Joka Hey? The Hoka Hey Motorcycle Challenge Controversy
"Even though the 11 riders who finished within the allotted time frame have
accomplished something that no other rider on earth has done, they could not be awarded
prize money." It was a revelation that shocked the followers of the 2011 Hoka Hey
Motorcycle Challenge. The statement was released on Sunday, October 9, 2011 on the
Hoka Hey Challenge website and told to the spectators of the awards ceremony that same
weekend in Mesa, Arizona and sparked a fiery conversation in the motorcycle world.

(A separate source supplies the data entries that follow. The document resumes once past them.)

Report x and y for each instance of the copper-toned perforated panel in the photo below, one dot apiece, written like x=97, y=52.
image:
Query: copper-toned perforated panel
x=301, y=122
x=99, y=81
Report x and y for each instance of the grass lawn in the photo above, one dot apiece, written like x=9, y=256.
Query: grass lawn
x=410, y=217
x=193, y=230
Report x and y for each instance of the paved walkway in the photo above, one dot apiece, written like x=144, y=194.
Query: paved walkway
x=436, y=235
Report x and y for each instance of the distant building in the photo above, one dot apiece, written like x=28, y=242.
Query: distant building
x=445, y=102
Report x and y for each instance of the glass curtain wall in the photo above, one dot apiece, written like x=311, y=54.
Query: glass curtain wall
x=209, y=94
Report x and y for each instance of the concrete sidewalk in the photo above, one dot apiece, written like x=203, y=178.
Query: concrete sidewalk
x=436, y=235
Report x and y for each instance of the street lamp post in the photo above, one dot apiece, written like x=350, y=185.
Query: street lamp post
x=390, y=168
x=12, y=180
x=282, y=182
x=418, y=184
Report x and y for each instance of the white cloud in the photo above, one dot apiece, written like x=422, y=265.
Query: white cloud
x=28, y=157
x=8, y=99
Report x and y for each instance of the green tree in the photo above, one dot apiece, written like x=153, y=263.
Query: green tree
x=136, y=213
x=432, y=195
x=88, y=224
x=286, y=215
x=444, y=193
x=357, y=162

Boasting the celebration of "all that is good, pure and powerful in the warrior spirit," the
Hoka Hey Challenge is a race over 10,000 miles, through 48 states and two Canadian
providences, while under a time limit. With strict speeding rules and a follow up
polygraph test, the 2010 Hoka Hey organizers were forced to rely on local law
enforcement to catch any riders who may be cheating by speeding. This year, however,
the organizers of the race took the rules to a whole new level by installing GPS tracking
units on each of the bikes that could not only track the riders' routes but could track their
speeds as well.
It's the GPS units that have stirred the Hoka Hey pot once again. The organizers of the
race are claiming that every one of the top 11 riders to finish did indeed go at least one
mph over the speed limits at one point and time therefore breaking the rules of the race.
This, therefore, disqualifies them from receiving the $250,000 in prize money. They
were, however, acknowledged as the winners and celebrated at the awards ceremony.
They may not have received their $250,000 but they were "recognized as the greatest
riders in the world" with concerts and a poker run.
All the while, behind closed doors a contenders' meeting was held in order to help
contain the flames that must have been fuming with the winners. Afterward, each of the
riders walked out of the meeting with a $10,000 check to cover the expenses incurred
during the race and their mandatory trip to the Arizona Award Ceremony and polygraph
test. But $10,000 is a great deal less than $250,000 and it has left motorcycle enthusiasts
with a whole slew of burning questions.
The biggest question that people seem to be raising concerns the remaining reward
money. Because contenders were charged an entrance fee with the promise of the chance
to win it back, a large sum of money was supposedly set aside for the winners' prizes.
But if the winners do not receive that money, who does?
And the speculation continues as people question the reliability of the GPS units as well
as those who were in charge of monitoring them. After all, how could the organizers
know the marked speed limit of every mile of what turned out to be a 1,400 mile trip
especially when there had been errors about the route provided by the organizers
themselves? And do they really expect every rider to go every mile without even the
smallest of mistakes? Some people even wonder if the race can be won if following all of
the rules laid out especially after the directions given by the organizers was said to lead
the competitors off course.
The history of the Hoka Hey challenge doesn't lend it a great deal of reliability. After two
deaths linked to the 2010 race, many people were left wondering about the safety and
legality of the road race. With motorcyclists already questioning the respectability of the
race after the 2010 event, this new evolution of the disqualification of all 11 top finishers
doesn't surprise some.
Still, the Hoka Hey Organizers seem to have released no information about the remaining
prize money nor the validity of the GPS tracking. And while questions still hang in the
air, the top 11 finishers have not yet come forward to directly share their thoughts on the
matter, which leaves speculators wondering if the $10,000 that they received behind
closed doors was a check to keep them out of the press and court rooms. As of now, the
Hoka Hey Challenge website still claims to be planning a 2012 race and makes no
reference to the controversy currently brewing. Is all of this just a case of unanswered
questions and bad PR, or is the Hoka Hey Challenge one that should be looked at a little
more closely before more money goes missing and more people get hurt?